Deutschland schwelgt seit Wochen in einer „Willkommenskultur“ und feiert die Hilfsbereitschaft, mit der normale Bürger den Flüchtenden begegnen. Diesen zivilgesellschaftlichen Aufbruch gab es auch in Österreich – mit einem kleinen zusätzlichen Detail: Da Österreich direkt an Ungarn grenzt, ist eine regelrechte Bewegung von Leuten entstanden, die Flüchtlinge aus Ungarn nach Österreich chauffierten.

Die genauen Zahlen kennt keiner, aber ganz gewiss haben österreichische Privatleute in den vergangenen Wochen mehrere tausend Flüchtlinge aus Budapest, Györ, Röszke und anderen Orten in Sicherheit gebracht. Dabei sind sie sich der Risiken durchaus bewusst. In Ungarn drohen Strafverfahren, in Österreich sind diese Chauffeurdienste über die Grenze – sofern kein Profitmotiv vorliegt – bloß eine Ordnungswidrigkeit.

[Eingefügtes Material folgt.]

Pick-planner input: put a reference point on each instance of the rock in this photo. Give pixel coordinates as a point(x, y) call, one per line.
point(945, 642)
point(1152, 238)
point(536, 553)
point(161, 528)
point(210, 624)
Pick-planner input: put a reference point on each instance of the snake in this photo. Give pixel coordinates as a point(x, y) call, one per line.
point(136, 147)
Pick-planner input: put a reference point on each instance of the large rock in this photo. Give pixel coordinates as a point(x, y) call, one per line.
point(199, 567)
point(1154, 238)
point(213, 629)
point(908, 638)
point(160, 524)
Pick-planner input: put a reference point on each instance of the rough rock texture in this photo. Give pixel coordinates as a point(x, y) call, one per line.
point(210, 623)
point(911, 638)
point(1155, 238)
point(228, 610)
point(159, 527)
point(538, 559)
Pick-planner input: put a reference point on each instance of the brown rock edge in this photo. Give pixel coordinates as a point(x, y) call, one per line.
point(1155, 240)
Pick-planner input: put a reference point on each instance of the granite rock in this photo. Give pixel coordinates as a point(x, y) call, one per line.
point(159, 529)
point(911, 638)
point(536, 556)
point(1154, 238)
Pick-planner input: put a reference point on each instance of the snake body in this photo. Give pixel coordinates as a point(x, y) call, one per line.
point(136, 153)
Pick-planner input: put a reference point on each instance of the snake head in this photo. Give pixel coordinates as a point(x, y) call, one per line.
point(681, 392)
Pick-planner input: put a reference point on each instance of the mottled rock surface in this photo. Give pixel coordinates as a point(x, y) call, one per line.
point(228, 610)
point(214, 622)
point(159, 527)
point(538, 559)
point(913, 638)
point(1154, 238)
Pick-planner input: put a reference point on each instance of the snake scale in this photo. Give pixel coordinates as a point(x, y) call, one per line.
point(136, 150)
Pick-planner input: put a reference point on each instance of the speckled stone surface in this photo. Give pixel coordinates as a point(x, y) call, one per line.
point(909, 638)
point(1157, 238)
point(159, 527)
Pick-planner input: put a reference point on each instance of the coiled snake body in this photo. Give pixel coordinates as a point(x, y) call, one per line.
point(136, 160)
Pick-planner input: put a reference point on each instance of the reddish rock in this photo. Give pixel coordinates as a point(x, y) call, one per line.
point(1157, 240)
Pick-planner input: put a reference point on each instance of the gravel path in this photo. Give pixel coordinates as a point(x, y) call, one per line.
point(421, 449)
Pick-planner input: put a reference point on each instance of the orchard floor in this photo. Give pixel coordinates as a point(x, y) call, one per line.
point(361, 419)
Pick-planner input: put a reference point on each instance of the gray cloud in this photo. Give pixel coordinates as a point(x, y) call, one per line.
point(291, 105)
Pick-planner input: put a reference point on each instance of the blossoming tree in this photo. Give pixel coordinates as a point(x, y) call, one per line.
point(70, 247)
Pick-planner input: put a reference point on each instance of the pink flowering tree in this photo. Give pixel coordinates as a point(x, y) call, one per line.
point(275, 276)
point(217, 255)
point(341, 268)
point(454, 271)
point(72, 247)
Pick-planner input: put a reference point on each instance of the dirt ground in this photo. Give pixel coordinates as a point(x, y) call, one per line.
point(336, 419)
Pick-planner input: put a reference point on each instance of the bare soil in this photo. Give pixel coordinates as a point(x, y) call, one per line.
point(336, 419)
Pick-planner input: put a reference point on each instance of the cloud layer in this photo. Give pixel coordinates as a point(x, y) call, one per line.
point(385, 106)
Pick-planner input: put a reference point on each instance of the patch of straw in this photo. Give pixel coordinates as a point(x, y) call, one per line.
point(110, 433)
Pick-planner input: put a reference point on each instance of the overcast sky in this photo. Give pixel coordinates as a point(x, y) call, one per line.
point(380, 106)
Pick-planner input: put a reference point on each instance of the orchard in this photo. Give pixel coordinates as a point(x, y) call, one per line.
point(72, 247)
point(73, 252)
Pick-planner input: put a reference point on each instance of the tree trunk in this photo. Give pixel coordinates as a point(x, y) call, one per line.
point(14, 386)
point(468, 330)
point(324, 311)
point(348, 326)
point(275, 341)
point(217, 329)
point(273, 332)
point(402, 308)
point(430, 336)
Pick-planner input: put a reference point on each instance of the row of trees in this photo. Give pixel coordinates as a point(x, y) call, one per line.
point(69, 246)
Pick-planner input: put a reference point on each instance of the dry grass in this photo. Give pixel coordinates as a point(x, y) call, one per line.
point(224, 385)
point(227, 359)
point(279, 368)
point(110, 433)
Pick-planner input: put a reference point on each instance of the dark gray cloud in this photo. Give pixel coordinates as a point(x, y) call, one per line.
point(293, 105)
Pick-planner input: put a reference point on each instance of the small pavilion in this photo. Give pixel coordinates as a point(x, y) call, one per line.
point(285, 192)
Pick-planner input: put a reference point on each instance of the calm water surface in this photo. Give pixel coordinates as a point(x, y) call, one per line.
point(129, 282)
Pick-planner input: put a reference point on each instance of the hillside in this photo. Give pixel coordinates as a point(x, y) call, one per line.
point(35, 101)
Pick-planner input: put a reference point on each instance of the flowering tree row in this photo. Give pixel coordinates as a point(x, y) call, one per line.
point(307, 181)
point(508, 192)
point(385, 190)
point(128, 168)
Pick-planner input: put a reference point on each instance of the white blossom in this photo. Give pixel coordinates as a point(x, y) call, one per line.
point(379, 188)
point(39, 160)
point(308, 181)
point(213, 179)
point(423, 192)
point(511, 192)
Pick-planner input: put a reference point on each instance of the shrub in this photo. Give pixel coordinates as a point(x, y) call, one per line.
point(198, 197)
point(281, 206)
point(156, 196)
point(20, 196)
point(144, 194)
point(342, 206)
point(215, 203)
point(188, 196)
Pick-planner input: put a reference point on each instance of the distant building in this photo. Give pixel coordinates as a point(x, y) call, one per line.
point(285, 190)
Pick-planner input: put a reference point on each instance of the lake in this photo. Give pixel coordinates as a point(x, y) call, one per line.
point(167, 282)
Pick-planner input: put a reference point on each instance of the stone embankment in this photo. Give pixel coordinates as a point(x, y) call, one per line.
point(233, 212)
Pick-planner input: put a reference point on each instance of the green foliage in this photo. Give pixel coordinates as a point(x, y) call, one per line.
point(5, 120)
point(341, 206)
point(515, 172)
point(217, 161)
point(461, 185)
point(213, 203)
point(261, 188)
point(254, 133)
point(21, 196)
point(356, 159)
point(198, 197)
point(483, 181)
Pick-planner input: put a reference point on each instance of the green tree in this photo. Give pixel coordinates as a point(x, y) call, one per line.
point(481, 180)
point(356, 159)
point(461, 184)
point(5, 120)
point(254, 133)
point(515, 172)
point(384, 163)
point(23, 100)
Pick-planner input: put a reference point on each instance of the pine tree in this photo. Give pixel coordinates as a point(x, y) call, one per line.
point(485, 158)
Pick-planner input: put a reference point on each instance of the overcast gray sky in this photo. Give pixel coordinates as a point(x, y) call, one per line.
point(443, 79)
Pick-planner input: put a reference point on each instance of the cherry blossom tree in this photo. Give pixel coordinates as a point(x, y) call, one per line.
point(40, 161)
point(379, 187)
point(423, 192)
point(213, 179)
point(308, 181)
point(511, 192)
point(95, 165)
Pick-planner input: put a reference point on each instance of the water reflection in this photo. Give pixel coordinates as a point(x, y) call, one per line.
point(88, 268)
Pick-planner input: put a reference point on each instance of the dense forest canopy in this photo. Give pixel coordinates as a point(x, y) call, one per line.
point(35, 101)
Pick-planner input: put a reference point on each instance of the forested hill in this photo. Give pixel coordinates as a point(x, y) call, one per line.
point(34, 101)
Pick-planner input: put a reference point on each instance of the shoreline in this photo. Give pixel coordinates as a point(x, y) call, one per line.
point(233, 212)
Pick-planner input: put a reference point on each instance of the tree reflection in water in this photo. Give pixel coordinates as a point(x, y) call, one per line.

Womit aber niemand rechnete: Die wirkliche Repressionsgefahr droht wohl in Bayern. Helfer und Helferinnen, die Flüchtlinge aus Ungarn nicht bloß zum Wiener Westbahnhof chauffierten, sondern gleich über die bayerische Grenze brachten, werden in vielen Fällen von der Justiz verfolgt. Es liegen mehrere Berichte von Aktivisten vor, die Flüchtlingsfamilien bloß über die bayerische Grenze bringen wollten, dabei sogar direkt Polizeidienststellen ansteuerten, damit die Flüchtlinge Asyl beantragen konnten – und schnurstracks in Haft wanderten. Anschließend das komplette Programm: Handschellen, 48 Stunden U-Haft in den eher harmlosen Fällen, Freilassung gegen Kaution und eine Androhung von zwei Jahren Freiheitsstrafe.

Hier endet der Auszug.